I believe we need to reduce the amount of time it takes to merge a PR, especially a pulpcore PR. It has typical run times at around 40 minutes. There are a variety of ways to reduce the runtime here, but for this discussion I propose we run fewer tests at PR merge time and all tests at nightly.

For pulpcore specifically, I’d like to identify a representory sample of the tests, e.g. 30% and have these run at PR time. Then in the nightlies, let’s run 100% of the tests. To do this each test must have already been converted to a pytest style test and then it needs the pytest.mark.nightly mark see this example. The CI runs already use that mark all we have to do is apply the marks.

We may find the occasional revert, but I think it’s a small price for the ability to merge, e.g. 4x work in the same CI time.
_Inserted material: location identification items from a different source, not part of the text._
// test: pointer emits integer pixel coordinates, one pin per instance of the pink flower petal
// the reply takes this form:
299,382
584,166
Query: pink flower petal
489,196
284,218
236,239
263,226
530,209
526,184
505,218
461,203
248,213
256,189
We need to look after our nightlies, but we need to do that anyway. I’ve started focusing on getting the various nightlies passing, e.g. pulpcore, pulp_file, pulp_ansible, etc.
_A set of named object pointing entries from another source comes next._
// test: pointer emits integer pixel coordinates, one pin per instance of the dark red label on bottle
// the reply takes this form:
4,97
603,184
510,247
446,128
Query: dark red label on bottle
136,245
What do others thing of this idea? Can we try this idea on pulpcore and pulp_file specifically?

lubosmj · June 16, 2022, 4:28pm

If our test suite had run for more than an hour, I would like the idea. Other than that, I think that we will be reverting commits more frequently. Or, we would outsource running the tests to developers, which is not wanted.
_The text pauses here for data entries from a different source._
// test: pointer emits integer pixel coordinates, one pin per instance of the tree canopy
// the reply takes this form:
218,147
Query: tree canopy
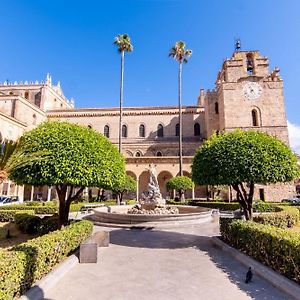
241,159
123,42
180,53
77,156
127,185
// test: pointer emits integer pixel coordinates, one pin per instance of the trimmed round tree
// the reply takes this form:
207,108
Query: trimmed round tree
76,157
180,184
241,159
127,185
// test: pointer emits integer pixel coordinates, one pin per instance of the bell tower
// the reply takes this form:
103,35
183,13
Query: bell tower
247,96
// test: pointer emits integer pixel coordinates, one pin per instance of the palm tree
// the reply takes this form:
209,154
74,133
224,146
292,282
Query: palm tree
181,54
124,44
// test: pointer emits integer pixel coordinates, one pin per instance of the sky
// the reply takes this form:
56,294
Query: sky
73,41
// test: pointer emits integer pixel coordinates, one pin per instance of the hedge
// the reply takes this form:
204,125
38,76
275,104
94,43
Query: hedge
34,224
9,215
27,223
287,217
223,206
28,262
275,247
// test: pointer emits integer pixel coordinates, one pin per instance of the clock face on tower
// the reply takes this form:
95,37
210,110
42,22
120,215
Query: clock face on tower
252,90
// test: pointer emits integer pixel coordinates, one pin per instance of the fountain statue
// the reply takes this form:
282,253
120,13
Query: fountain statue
152,201
153,198
151,210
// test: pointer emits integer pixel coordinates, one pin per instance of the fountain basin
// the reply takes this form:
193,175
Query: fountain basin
117,216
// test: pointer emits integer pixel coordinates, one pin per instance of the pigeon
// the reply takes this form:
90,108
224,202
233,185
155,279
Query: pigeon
249,275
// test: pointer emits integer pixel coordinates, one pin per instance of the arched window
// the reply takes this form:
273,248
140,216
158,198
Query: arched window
196,129
217,108
106,131
124,131
142,130
254,117
250,63
177,129
160,130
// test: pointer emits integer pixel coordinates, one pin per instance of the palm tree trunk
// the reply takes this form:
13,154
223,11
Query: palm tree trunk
180,118
121,102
30% is too strict. I would personally vote for 50%+ if I had to.

davidd · June 16, 2022, 10:16pm

Definitely agree that 40 min is too long.

Maybe another option is to run tests at merge time instead of at night? That wouldn’t slow down PRs and you’d get faster feedback if there’s a problem.

bmbouter · July 6, 2022, 7:08pm

I hear there is concern (both here and at the pulpcore meeting) about the reversion rate. I share that concern, but until we try it, I don’t think we know what the tradeoff is in practice. My pitch is: let’s try it and see how it goes for say 30 days. It’s as easy as adding @pytest.mark to tests so this can very easily be reverted. Here’s the experiment I’m hoping we can run.

Mark 50% of the pulpcore and pulp_file tests as nightly (I wanted 80%, but let’s try 50% for this experiment).
Let’s document two things on this thread:

the PR runtime prior to and after making this change.
The reverts that were needed within those 30 days due to things missed at merge-time.

After trying this I think we’ll be in a much better position to agree on a strategy that balances these concerns. Any objections to trying this experiment specifically? At the last pulpcore meeting, I committed to outlining this experiment (this comment).

As an aside regarding a post-merge runtime idea, I agree with the benefit, we would find out we need to revert sooner. My main holdup with that though is that we also have PRs waiting for CI runners due to other PRs occupying the runners, which I think would lower our PR throughput by actually occupying a lot more CI minutes total. Also we’d still have to do the post-merge-revert which I believe is what most folks are worried about.